Loading...
Loading...
Voice pipeline with a backend orchestrator coordinating optional STT/LLM/TTS microservices. Whisper-based STT with VAD handles transcription, PydanticAI drives LLM inference with tool-calling (DuckDuckGo search) on vLLM or Ollama backends, and TTS runs through Kokoro (CPU/ONNX) or Chatterbox (GPU, multilingual). The WebSocket layer streams tokens and audio chunks, manages turn detection and barge-in, and tracks 11 timestamps that feed 9 derived latency metrics. The Next.js 16 frontend captures microphone audio through AudioWorklet processors running off the main thread, batches 48 kHz PCM into ~42 ms chunks, plays back TTS through a second worklet, and renders the full metrics dashboard with color-coded latency thresholds. Each microservice has its own Docker setup with GPU, CPU, and Apple Silicon profiles.
Whisper-based speech-to-text with VAD and word-level timestamps, exposed over WebSocket/HTTP. Supports batch file processing and live microphone modes alongside the streaming API.
vLLM (OpenAI-compatible) or Ollama WebSocket LLM with PydanticAI agent layer, DuckDuckGo tool calling, conversation history trimming, and mid-stream request cancellation.

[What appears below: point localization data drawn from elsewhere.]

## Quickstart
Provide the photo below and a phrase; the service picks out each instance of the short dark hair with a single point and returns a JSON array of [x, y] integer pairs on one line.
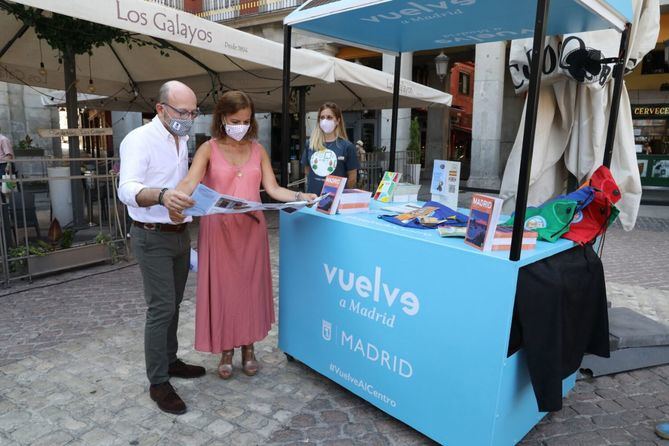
[[231, 102]]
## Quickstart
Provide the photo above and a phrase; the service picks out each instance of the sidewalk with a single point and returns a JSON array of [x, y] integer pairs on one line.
[[72, 372]]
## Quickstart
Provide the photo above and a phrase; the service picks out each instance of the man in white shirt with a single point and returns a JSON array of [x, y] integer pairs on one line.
[[154, 159]]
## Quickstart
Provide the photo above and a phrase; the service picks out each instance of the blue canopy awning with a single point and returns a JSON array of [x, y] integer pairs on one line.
[[411, 25]]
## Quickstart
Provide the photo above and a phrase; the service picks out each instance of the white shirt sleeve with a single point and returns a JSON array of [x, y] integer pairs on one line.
[[134, 165]]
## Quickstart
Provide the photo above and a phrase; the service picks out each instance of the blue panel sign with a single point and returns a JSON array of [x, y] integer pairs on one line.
[[403, 25], [409, 323]]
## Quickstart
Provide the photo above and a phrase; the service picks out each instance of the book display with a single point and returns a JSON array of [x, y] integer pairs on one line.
[[333, 188], [384, 193]]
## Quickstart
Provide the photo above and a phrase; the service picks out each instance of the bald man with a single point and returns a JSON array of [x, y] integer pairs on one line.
[[154, 159]]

Async WebSocket handlers coordinate STT/LLM/TTS streams with structured payloads and VAD-based turn control. PydanticAI wraps the LLM layer with typed tool calling and conversation history trimming. The frontend uses two AudioWorklet processors — one for PCM capture with 2048-sample batching and an 8-byte header (timestamp + TTS-playing flag), another for buffered TTS playback — keeping audio processing off the main thread entirely. Docker Compose profiles and per-service Dockerfiles (GPU, CPU, Apple Silicon) handle the deployment matrix without duplicating configs.

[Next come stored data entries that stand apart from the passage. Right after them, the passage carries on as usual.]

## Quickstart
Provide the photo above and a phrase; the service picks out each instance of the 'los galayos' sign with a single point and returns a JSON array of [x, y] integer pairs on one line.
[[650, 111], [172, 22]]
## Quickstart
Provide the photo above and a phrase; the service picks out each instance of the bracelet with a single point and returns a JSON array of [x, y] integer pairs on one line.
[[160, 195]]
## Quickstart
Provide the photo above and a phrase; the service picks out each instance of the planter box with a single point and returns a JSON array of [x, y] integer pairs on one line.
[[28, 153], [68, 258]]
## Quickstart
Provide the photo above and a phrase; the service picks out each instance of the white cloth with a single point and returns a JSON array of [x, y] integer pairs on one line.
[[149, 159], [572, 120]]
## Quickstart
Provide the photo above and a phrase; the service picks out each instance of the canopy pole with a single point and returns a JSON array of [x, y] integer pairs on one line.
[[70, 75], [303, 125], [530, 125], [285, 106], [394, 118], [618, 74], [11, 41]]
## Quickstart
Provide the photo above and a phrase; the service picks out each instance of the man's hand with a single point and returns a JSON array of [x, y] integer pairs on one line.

Low-latency voice pipeline that runs locally or as microservices, with vLLM or Ollama LLM backends and agentic tool calling via PydanticAI. Hits sub-2 s first-token and sub-1 s TTS targets across GPU, CPU, and Apple Silicon. The frontend streams audio through AudioWorklet processors and renders a live metrics dashboard with per-metric color thresholds, so you can actually see where latency is going per hop.